How the U.S. could fare in future Covid-19 waves

According to some scientists, the gap between the United States and other wealthy nations may soon begin to narrow. Although U.S. vaccination rates have been slow, the delta and omicron waves have infected so many people that overall immunity against the coronavirus has increased—which could potentially help blunt the effect of future waves.

“We’ve finally started getting to a stage where most of the population has been exposed either to a vaccine or the virus multiple times by now,” said David Dowdy, an epidemiologist at the Johns Hopkins Bloomberg School of Public Health. “I think we’re now likely to start seeing [American and European Covid-19 death rates] be more synchronized going forward.”

However, other experts noted that the United States has other disadvantages that could make future Covid-19 waves difficult.

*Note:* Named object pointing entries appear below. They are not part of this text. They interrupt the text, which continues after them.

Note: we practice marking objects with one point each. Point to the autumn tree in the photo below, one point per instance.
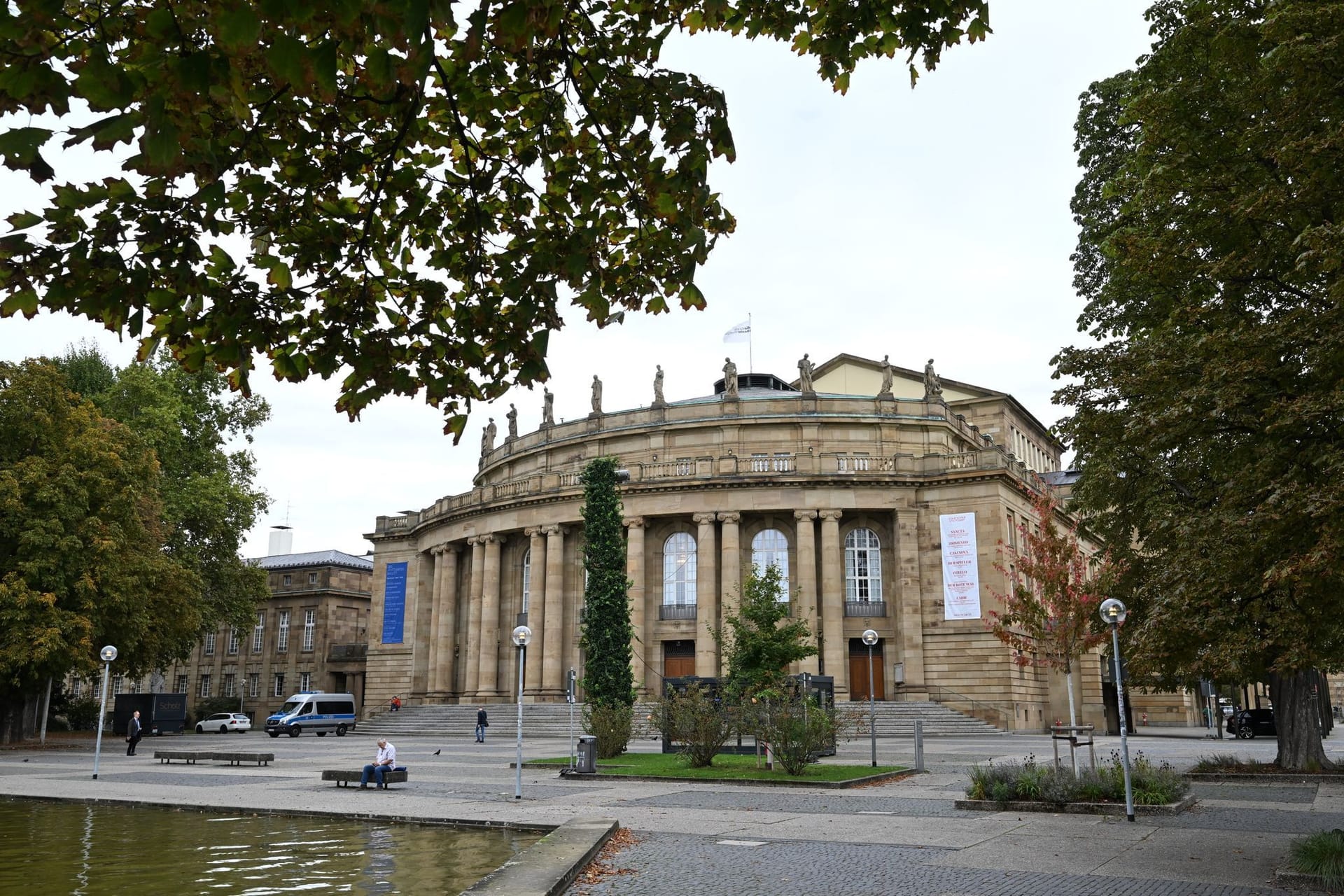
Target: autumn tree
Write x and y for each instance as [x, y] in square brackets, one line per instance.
[1050, 610]
[606, 631]
[81, 545]
[401, 195]
[1208, 406]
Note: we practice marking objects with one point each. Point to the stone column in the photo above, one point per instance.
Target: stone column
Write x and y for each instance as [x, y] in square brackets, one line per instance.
[635, 573]
[730, 559]
[553, 637]
[806, 580]
[707, 598]
[472, 656]
[491, 618]
[910, 601]
[536, 610]
[835, 650]
[435, 622]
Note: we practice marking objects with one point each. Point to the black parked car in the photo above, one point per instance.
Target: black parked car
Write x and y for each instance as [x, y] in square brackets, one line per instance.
[1252, 723]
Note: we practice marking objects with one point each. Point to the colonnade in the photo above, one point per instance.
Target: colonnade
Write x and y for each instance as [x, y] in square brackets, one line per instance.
[468, 666]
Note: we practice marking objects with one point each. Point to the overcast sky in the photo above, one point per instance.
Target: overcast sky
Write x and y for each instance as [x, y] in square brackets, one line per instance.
[929, 222]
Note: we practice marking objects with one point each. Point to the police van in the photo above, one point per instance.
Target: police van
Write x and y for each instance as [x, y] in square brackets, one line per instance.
[316, 713]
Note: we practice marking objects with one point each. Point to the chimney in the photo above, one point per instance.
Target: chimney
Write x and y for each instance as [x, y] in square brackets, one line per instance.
[281, 540]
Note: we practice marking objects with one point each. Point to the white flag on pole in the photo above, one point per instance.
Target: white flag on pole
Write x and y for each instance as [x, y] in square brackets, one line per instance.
[739, 333]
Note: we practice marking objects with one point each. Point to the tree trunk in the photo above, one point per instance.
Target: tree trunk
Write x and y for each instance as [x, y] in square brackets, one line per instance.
[1297, 722]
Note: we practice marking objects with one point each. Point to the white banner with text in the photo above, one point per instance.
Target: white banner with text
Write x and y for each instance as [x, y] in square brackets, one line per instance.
[960, 567]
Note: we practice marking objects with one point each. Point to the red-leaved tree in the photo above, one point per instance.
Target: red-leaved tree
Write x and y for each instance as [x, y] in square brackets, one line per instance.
[1054, 593]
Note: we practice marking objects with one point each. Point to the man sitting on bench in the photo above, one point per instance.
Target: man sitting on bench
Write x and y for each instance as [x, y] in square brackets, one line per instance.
[384, 763]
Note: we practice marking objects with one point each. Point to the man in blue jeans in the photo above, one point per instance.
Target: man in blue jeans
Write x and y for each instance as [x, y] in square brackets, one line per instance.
[384, 763]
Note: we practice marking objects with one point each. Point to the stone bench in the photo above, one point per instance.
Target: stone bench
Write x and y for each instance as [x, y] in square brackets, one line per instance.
[232, 757]
[344, 777]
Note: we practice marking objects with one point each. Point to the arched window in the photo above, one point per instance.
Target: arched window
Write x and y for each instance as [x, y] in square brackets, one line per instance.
[771, 547]
[679, 570]
[862, 566]
[527, 578]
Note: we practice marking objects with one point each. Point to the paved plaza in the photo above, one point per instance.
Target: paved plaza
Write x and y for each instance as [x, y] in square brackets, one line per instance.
[899, 837]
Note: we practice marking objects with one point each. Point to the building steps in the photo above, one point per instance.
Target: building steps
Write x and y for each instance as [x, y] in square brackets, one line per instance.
[553, 720]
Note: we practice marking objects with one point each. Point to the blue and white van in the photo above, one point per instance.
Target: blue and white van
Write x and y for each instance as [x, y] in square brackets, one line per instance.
[316, 713]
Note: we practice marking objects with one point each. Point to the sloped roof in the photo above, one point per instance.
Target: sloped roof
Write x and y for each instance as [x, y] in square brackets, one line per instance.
[315, 559]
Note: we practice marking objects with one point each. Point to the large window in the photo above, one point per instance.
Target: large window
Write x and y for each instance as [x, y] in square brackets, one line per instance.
[679, 570]
[527, 580]
[862, 566]
[772, 547]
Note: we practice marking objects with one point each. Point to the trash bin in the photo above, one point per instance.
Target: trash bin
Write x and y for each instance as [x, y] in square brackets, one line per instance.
[588, 755]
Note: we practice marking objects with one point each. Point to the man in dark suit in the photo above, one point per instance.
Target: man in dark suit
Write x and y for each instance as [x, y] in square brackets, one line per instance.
[134, 731]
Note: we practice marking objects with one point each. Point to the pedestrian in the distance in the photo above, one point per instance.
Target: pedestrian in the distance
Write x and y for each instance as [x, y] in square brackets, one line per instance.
[134, 729]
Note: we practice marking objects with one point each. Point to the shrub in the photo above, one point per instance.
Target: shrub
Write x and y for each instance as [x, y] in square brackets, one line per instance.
[612, 726]
[701, 723]
[1320, 855]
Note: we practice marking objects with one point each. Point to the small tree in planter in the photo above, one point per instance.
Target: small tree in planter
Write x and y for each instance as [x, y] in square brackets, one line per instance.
[1050, 609]
[608, 681]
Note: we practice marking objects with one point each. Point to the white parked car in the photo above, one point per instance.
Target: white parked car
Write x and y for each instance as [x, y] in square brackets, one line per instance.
[223, 723]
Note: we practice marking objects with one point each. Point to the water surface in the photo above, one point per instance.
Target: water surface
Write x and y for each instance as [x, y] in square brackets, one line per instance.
[73, 848]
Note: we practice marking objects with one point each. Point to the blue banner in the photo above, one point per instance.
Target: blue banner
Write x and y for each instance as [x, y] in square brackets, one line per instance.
[394, 602]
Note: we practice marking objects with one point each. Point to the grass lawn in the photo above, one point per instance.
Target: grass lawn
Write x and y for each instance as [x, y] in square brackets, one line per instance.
[724, 767]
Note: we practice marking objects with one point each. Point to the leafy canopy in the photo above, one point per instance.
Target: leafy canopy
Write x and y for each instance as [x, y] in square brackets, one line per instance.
[1209, 405]
[398, 194]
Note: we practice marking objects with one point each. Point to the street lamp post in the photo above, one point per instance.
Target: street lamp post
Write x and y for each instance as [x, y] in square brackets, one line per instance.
[1113, 613]
[106, 654]
[522, 636]
[870, 638]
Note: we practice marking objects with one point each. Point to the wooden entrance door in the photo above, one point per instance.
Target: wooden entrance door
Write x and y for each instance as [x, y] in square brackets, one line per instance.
[859, 673]
[678, 659]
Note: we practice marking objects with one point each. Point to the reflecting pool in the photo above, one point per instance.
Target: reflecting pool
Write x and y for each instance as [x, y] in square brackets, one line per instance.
[73, 848]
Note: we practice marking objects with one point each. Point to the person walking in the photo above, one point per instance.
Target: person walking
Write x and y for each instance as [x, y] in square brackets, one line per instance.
[134, 731]
[384, 763]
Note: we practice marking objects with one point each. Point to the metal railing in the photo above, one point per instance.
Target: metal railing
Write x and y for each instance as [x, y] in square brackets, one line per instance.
[866, 608]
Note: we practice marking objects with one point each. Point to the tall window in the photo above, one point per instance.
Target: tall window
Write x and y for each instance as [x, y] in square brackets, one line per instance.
[862, 566]
[527, 578]
[772, 547]
[679, 570]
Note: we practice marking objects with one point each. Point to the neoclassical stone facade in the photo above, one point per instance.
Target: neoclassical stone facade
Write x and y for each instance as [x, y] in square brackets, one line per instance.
[843, 486]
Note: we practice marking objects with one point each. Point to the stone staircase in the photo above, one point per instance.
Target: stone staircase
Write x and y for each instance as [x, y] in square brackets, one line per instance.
[553, 720]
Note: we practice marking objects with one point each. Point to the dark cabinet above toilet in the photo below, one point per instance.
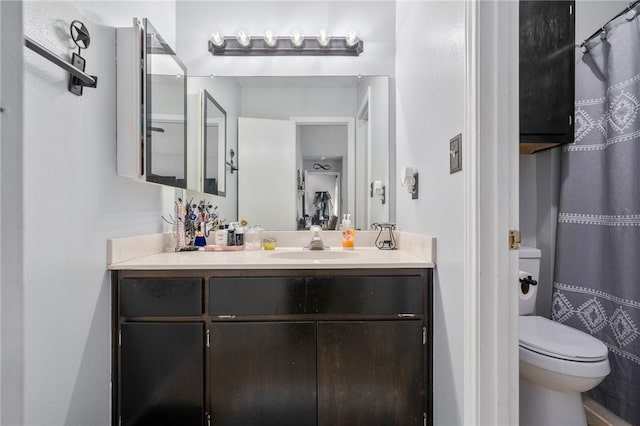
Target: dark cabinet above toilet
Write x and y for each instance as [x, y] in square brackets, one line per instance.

For example, many Americans have chronic health problems, such as diabetes and obesity, that increase the risk of severe Covid-19 outcomes.

Overall, health experts said the impact of future Covid-19 waves will depend on what new variants emerge, as well as what level of death people decide is tolerable.

“We’ve normalized a very high death toll in the U.S.,” said Anne Sosin, who studies health equity at Dartmouth University. “If we want to declare the end of the pandemic right now, what we’re doing is normalizing a very high rate of death.”